Yer we have Briawell Miniature goats on our signs and gate but only put Briawell as our registered name. So our goats are example Briawell grace, Briawell Xena Warrior etc. Briawell is my name, Brianne, and my partners name Maxwell mixed together


----------



## GoatCrazy01 (Feb 14, 2016)

Thank you forall the advice and suggestions! None of my goats are registered, and I don't see myself getting any registered ones in the future, but who knows. Right now, I'm just trying to breed healty, happy, and structurally correct goats.  There are a couple of suggestions I like, but keep them coming!


----------



## ksalvagno (Oct 6, 2009)

Since you have multiple animals, I would put farm at the end of it. Then you don't limit yourself. I was Salvagno Farm and I was very glad I did that because I started with alpacas and got into chickens and goats.
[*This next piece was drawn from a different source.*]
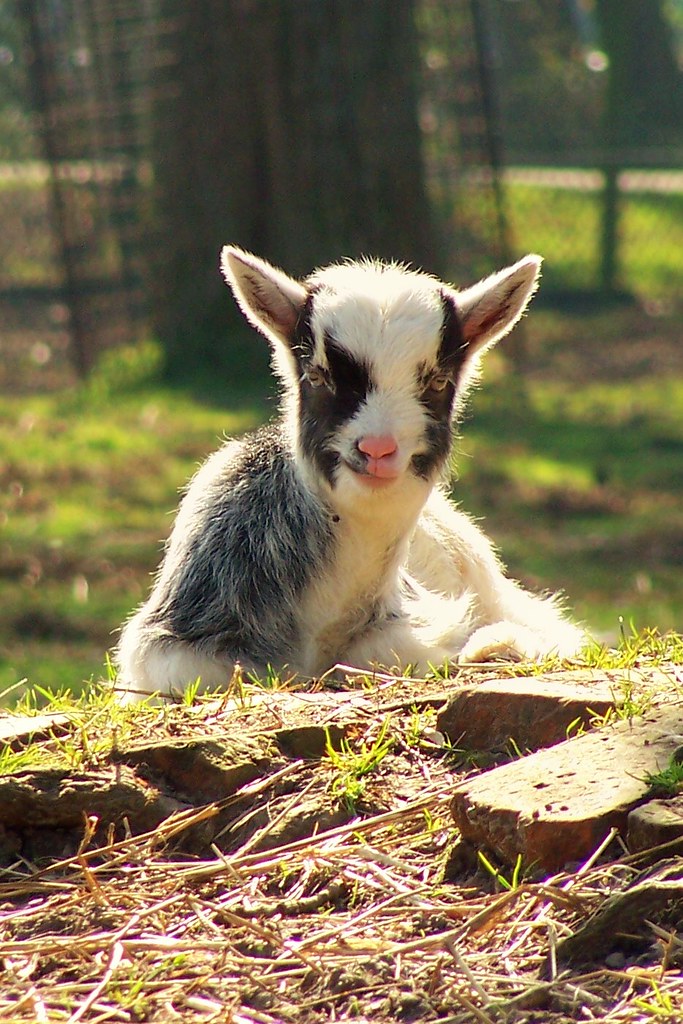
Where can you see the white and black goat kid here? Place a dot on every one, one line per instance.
(326, 538)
If you have Nigerian at the end, then you need to add on or change because you will only be seen as owning Nigerians.


----------



## GoatCrazy01 (Feb 14, 2016)

I was thinking the same. This name will be used on business cards, websites, facebook, etc., most likely not for registering animals but who knows!


----------



## GoatCrazy01 (Feb 14, 2016)

I'm considering a facebook page, but I don't know about it just yet. I have two websites started, and I gotta delete one of them.. just testing out some different softwares. I can see some business cards in the future too. Anyone have any tips for advertising our farm? Or goat management in general? How do you keep your goat records? Really, any tips/input/advice on management/advertising would be super helpful! Up until now, I've only really have them as pets, although I've done a bit of breeding. Currently I'm downsizing and revamping my farm, and hoping to do more breeding and showing and have less "pets" sitting around that I can't do anything with. That's basically what my entire farm is right now, haha.


----------



## NyGoatMom (Jan 26, 2013)

Windy or Windy White Pastures
B'z Meadows (pronounced bee-z)
Fields Farm
B'z Family Farm
Friendly Fields Farm
Sunset Pastures


----------



## NyGoatMom (Jan 26, 2013)

White Wind Farm


----------